Current Widespread Panic keyboardist Hermann was also a friend from McConnell’s Ole Miss days and played with Beanland in the late ’80s and early ’90s.

“By then Beanland had turned into an electric band with a drummer, bass player and everything,” McConnell says. “So we’re a four-piece band, and we heard about this guy who was always playing that old, raggedy, out-of-tune piano in the Hoka. We went down there to hear this guy, and he was playing old ragtime stuff; Scott Joplin, a lot of Professor Long Hair, Jellyroll Morton and that kind of stuff. We were like, ‘Wow, who is this guy?’”

Beanland recorded a couple of records before Hermann joined Widespread Panic in 1991. After Hermann left, McConnell opened Django’s Guitar, a store on the south side of the Square in Oxford, and played in the Kudzu Kings band. The guitarist says he felt like a kid in a candy store when the call came from Widespread Panic and he began touring with the band.

"I’d never been on a big bus before,” he says. “I’d never been at any of these big places, and we were playing sold-out shows all over the country. We played two sold-out shows in Madison Square Garden.”

McConnell says the day-to-day grind of being on the road, in the bus, in and out of hotels, and waking up not knowing where you are is balanced by the fact that the band is such a good group of guys.

“I really can’t say enough about what good guys they are, and I think that’s why they’ve been able to get along for these many years,” he says. “They are genuinely good friends and get along with each other beyond these concerts, which is a rarity. Think about the Beatles, one of the greatest bands of all time, and they were only together for about 10 years.”

McConnell’s favorite thing about being in the band is creating music. With such a large repertoire, the band doesn’t play the same set every night, typically going three or four shows before repeating a single song. The artist says he believes that is a big part of keeping the fans coming to concerts.

“They [Widespread] have about 11 or 12 studio albums out now, and about three or four live albums, and a list of 50 or 60 cover songs,” he says. “It’s not like most rock and roll bands that do the same set night after night, city after city. The fans never know what we’re going to play. It’s like anything could happen.”

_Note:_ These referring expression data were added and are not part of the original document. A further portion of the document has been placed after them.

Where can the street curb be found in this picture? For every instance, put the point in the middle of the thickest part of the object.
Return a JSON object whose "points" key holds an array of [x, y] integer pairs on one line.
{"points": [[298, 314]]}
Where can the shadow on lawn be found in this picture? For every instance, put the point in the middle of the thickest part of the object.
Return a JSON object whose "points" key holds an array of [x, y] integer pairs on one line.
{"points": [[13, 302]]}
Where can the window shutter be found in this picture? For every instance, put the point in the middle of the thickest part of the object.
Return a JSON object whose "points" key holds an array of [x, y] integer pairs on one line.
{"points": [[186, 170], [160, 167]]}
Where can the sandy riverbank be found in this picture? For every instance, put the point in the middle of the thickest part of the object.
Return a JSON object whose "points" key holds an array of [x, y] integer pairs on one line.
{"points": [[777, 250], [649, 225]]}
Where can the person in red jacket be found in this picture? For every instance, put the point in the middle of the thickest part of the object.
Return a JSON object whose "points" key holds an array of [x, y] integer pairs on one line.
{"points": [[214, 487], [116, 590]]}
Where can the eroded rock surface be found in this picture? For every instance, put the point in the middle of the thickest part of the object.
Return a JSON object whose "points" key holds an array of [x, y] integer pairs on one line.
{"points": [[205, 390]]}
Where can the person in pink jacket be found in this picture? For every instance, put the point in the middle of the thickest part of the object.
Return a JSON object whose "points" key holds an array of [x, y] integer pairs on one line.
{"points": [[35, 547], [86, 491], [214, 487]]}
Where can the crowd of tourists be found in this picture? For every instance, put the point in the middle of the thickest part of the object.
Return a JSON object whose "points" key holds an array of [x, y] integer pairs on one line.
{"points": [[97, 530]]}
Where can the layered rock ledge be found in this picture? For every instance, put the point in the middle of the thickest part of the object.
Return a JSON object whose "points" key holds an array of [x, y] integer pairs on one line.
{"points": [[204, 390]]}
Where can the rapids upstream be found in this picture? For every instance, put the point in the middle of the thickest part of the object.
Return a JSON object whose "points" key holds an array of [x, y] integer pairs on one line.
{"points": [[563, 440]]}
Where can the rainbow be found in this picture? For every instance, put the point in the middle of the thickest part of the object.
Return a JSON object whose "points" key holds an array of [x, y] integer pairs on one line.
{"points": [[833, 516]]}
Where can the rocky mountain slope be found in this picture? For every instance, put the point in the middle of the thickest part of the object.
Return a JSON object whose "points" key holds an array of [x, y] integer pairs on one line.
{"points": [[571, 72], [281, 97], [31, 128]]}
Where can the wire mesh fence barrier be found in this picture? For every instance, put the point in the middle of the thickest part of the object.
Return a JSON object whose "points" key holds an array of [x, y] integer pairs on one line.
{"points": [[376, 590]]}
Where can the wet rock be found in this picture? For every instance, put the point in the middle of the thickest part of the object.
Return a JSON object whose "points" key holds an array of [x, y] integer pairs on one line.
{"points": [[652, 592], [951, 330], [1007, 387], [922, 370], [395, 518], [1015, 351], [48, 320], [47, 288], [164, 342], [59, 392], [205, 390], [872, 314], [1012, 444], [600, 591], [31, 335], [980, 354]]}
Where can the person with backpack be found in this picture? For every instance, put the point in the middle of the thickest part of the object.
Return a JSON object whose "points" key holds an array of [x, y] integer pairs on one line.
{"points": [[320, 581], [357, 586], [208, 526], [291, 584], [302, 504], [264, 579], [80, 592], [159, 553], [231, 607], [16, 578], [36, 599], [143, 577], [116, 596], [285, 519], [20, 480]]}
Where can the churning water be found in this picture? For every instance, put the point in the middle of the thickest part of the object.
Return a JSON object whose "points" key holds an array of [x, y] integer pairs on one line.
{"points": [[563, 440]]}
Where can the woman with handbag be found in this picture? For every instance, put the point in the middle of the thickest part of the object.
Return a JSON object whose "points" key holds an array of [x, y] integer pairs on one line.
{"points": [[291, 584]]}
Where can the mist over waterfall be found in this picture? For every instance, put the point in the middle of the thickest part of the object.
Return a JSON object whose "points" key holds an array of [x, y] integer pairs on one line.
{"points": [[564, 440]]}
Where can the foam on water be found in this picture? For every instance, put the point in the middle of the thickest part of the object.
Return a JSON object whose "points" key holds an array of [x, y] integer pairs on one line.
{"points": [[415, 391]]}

McConnell, who still lives in Oxford, doesn’t slow down much during his rare time off. After getting some much needed rest, he will spend a week visiting his favorite restaurants, pubs and places like Faulkner’s Woods. But before long, you’ll find him in Proud Larry’s, guitar in hand, playing with good friend and fellow guitarist Daniel Karlish in a group called Drunk and Disorderly.

Then it’s back to the grindstone and one sold-out show after another. Constant touring is hard on the mind and the body, but McConnell and the rest of Widespread Panic keep it fresh and fun, all the while managing to turn out new albums on a regular basis. The group released three in 2004 and a live album titled Live at Myrtle Beach on Widespread/ Sanctuary Records in 2005.